«Tout ce que je sais, c’est que je ne veux pas vivre dans une société où nous serons abrutis par les «fake news» du régime communiste chinois»
Cécile, manifestante
«Manifester dans la rue, c’est tout ce que je peux faire aujourd’hui. Peut-être que la semaine prochaine, ce ne sera plus possible, peut-être que l’armée chinoise sera ici», commente Cécile, 22 ans. «Tout ce que je sais, c’est que je ne veux pas vivre dans une société où nous serons abrutis par les fake news du régime communiste chinois.» Elle assure vouloir continuer à se battre même une fois la loi appliquée, «sans trop savoir encore comment». En écho, le jeune militant Joshua Wong répète aux journalistes le même leitmotiv: «La capitulation n’est pas une option, nous devons continuer à nous battre.» Cette figure du mouvement pro-démocratie particulièrement active dans la recherche de liens diplomatiques à l’étranger est pourtant l’une des cibles désignées de la loi en cours d’élaboration au parlement chinois, et qui vise à condamner les «terroristes, sécessionnistes et interventionnistes», soit ceux soupçonnés de collusion avec «les forces étrangères».

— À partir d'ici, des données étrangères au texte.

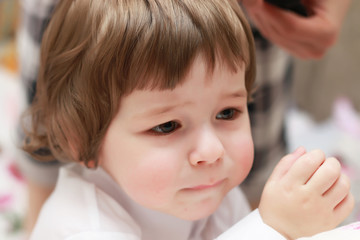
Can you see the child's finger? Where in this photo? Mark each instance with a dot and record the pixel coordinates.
(305, 167)
(344, 208)
(338, 191)
(327, 174)
(286, 162)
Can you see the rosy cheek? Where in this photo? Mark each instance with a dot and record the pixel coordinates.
(242, 154)
(150, 184)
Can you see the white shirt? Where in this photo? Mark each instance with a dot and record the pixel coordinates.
(88, 204)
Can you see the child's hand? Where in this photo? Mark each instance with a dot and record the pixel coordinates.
(306, 194)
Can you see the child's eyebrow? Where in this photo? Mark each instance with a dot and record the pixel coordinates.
(161, 110)
(164, 109)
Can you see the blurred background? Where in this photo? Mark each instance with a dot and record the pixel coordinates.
(323, 113)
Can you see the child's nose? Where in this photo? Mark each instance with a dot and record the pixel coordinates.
(208, 148)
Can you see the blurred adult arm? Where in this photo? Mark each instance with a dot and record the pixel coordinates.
(304, 37)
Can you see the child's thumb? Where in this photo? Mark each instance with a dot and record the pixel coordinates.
(286, 162)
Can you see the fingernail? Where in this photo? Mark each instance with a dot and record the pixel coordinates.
(299, 151)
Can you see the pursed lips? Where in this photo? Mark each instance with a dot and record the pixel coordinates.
(205, 186)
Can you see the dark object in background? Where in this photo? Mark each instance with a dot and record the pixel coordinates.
(291, 5)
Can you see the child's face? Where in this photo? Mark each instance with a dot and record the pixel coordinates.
(181, 151)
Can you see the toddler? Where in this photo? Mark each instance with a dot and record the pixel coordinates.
(148, 99)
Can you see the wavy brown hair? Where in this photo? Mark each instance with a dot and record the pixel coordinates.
(95, 52)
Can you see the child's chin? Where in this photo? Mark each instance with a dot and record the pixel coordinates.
(199, 212)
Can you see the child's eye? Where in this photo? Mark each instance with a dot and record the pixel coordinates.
(165, 128)
(228, 114)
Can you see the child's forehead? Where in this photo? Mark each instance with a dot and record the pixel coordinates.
(201, 80)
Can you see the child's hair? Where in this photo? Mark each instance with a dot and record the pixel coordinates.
(95, 52)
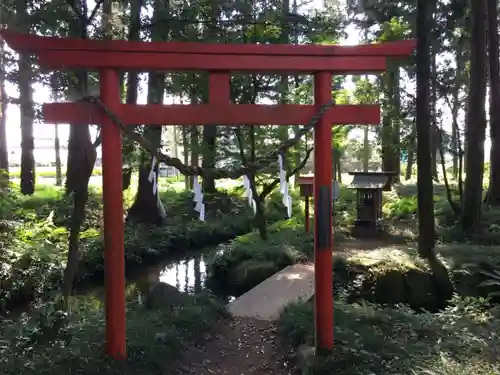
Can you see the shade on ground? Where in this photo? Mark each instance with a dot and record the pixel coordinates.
(267, 299)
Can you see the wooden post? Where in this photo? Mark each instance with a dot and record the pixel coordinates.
(114, 253)
(323, 243)
(307, 214)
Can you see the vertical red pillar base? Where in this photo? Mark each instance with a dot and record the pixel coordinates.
(306, 214)
(323, 241)
(114, 253)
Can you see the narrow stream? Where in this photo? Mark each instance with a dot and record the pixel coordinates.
(187, 273)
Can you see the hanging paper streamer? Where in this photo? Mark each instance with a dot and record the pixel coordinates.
(248, 194)
(198, 198)
(287, 199)
(152, 175)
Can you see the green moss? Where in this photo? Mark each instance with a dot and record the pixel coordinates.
(374, 340)
(45, 343)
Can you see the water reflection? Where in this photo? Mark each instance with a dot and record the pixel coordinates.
(188, 274)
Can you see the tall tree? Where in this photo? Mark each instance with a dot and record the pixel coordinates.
(26, 107)
(81, 154)
(147, 206)
(476, 119)
(426, 225)
(4, 154)
(493, 197)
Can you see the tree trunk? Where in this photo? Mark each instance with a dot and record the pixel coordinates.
(390, 123)
(195, 148)
(426, 226)
(366, 150)
(411, 152)
(57, 150)
(494, 183)
(81, 160)
(4, 154)
(476, 120)
(209, 153)
(185, 152)
(129, 146)
(26, 109)
(147, 207)
(396, 125)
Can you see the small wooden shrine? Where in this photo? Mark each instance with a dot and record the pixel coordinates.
(369, 186)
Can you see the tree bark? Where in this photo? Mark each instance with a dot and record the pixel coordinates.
(57, 150)
(147, 207)
(476, 120)
(493, 46)
(26, 109)
(426, 226)
(4, 154)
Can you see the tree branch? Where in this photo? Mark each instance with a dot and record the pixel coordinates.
(270, 187)
(94, 11)
(74, 8)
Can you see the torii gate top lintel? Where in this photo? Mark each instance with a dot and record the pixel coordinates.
(68, 53)
(108, 57)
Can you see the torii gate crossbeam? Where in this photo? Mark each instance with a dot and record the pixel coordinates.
(111, 57)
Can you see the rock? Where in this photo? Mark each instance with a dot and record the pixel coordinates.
(249, 274)
(390, 288)
(163, 295)
(421, 290)
(306, 359)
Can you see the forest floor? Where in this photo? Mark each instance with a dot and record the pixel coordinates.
(241, 346)
(246, 346)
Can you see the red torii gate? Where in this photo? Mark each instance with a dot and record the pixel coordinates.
(110, 57)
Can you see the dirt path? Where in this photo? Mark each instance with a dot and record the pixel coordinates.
(239, 347)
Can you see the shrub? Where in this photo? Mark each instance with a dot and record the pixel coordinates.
(381, 341)
(48, 343)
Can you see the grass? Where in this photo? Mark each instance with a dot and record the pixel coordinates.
(46, 342)
(34, 231)
(381, 341)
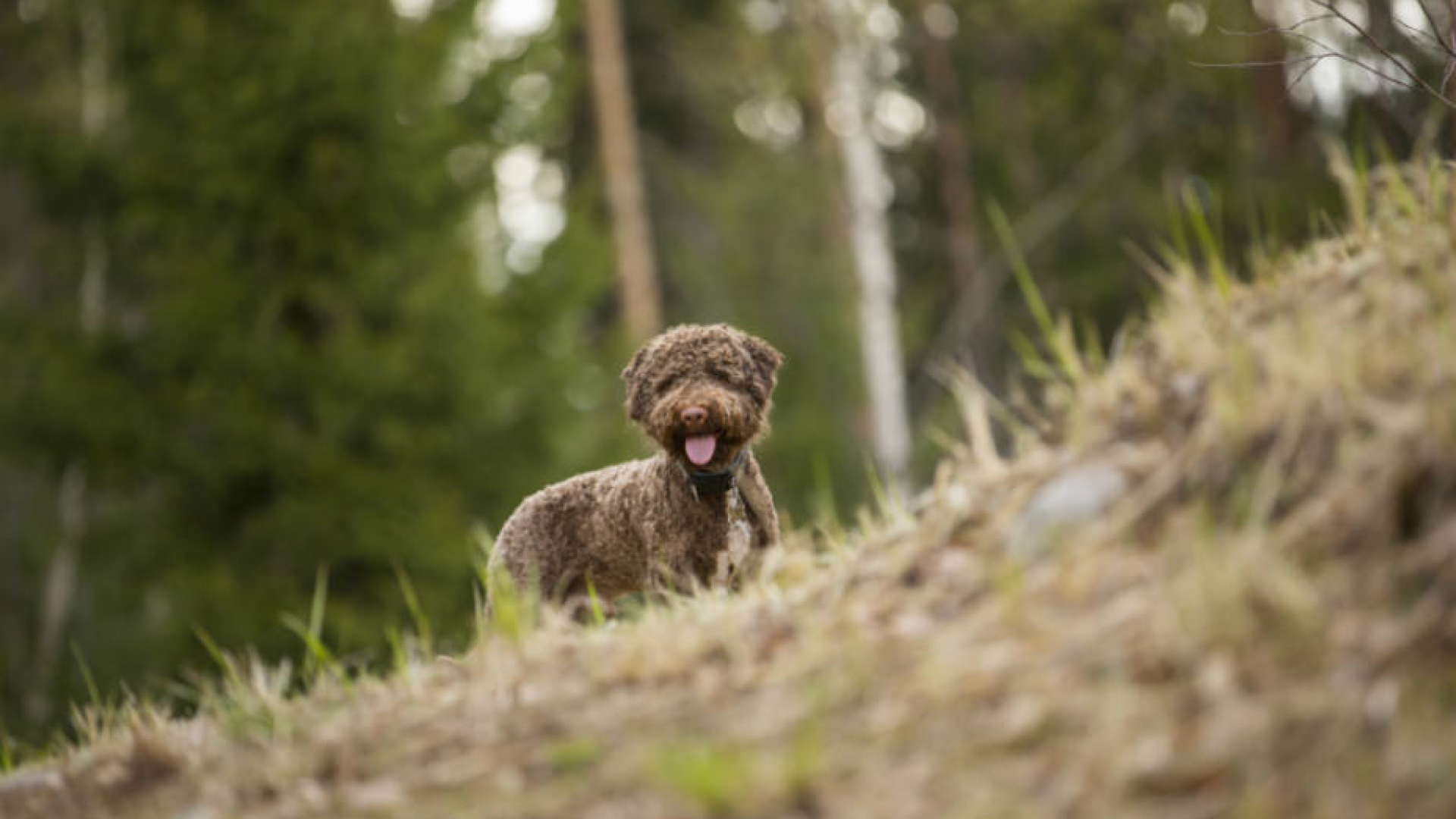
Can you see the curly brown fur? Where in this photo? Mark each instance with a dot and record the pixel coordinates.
(642, 523)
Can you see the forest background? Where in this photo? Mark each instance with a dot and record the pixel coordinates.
(297, 300)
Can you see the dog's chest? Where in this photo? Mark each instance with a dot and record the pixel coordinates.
(737, 539)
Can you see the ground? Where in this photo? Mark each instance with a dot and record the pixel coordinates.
(1210, 576)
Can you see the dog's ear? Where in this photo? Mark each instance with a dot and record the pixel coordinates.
(764, 360)
(632, 376)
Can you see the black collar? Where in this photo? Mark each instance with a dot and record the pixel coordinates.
(714, 483)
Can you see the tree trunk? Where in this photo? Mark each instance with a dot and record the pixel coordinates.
(952, 153)
(868, 191)
(58, 594)
(617, 131)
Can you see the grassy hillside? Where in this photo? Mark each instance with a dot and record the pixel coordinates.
(1216, 577)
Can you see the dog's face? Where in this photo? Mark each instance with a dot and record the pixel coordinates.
(702, 392)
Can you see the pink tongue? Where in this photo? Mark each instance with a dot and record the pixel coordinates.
(701, 449)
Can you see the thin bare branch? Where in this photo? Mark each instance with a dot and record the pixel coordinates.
(1383, 52)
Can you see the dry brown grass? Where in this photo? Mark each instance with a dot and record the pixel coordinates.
(1219, 582)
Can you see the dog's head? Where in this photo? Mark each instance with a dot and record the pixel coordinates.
(702, 392)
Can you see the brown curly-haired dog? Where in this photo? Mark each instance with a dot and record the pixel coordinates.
(698, 510)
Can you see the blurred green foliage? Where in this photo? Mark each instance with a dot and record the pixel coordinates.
(318, 347)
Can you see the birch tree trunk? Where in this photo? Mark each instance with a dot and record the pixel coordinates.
(868, 193)
(58, 594)
(617, 133)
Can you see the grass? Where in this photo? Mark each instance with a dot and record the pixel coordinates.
(1256, 621)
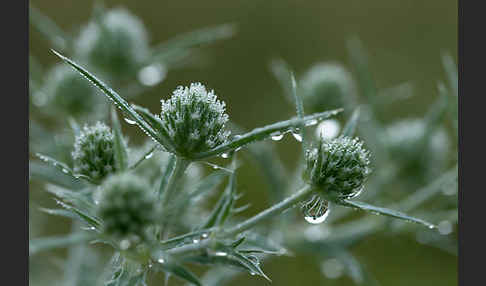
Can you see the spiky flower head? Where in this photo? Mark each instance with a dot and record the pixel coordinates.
(69, 92)
(338, 167)
(327, 86)
(194, 120)
(126, 206)
(408, 144)
(93, 153)
(116, 44)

Un «débat démocratique et non violent»
La contestation sans précédent en cours depuis juin 2019 n’est pas fomentée par des pays étrangers mais est le fruit «du vrai mécontentement de Hongkongais ordinaires», ont rétorqué dimanche 199 hommes politiques de 23 pays, parmi lesquels le dernier gouverneur de Hongkong, Chris Patten, et des sénateurs américains. «Des lois draconiennes ne feront qu’aggraver la situation, mettant en danger l’avenir de Hongkong en tant que ville internationale ouverte de Chine», écrivent-ils dans un communiqué commun, dénonçant «la violation flagrante de la déclaration sino-britannique».
Ce texte signé avant la rétrocession en 1997 incarne la promesse d’un haut degré d’autonomie pour la région administrative spéciale jusqu’en 2047. La Suisse par la voix du Département des affaires étrangères a elle aussi rappelé accorder «une grande importance au principe «un pays, deux systèmes» et souligné qu’un «débat démocratique et non violent est la meilleure façon» de préserver les succès de Hongkong basés sur «les libertés civiques, l’indépendance de la justice et une vaste auto-administration».
La «main de Pékin»
Ce n’est pas la première crise de doute traversée par Hongkong. Régulièrement, les opposants pâlissent devant la «main de Pékin» de plus en plus visible, selon eux. L’année dernière, ce sont les milieux d’affaires qui avaient été les premiers à s’inquiéter des risques que le projet de loi sur les extraditions vers la Chine faisait peser sur l’Etat de droit. Des transferts de capitaux à l’étranger avaient alors été enregistrés. La rue avait fait plier les autorités, qui avaient retiré le texte. Mais un an après, Pékin semble à bout de patience.
La loi sur la sécurité nationale à Hongkong devra s’appliquer «sans le moindre délai», a averti le ministre chinois des Affaires étrangères, Wang Yi, au moment même où des centaines de manifestants s’armaient de poubelles, planches en bois ou autres munitions de fortune pour occuper des rues sans toutefois trop résister. La police avait déjà procédé à 120 arrestations trois heures après le début du rassemblement et à la nuit tombée tentait encore de venir à bout des dernières poches de résistance dispersées dans les quartiers de Causeway Bay et Wan Chai.
La date d’application du texte controversé n’est pas claire. Le texte soumis au parlement chinois doit encore être formellement approuvé à Pékin avant d’être directement promulgué à Hongkong. Mais la procédure pourrait être accélérée et des réunions convoquées en urgence, craignent des opposants.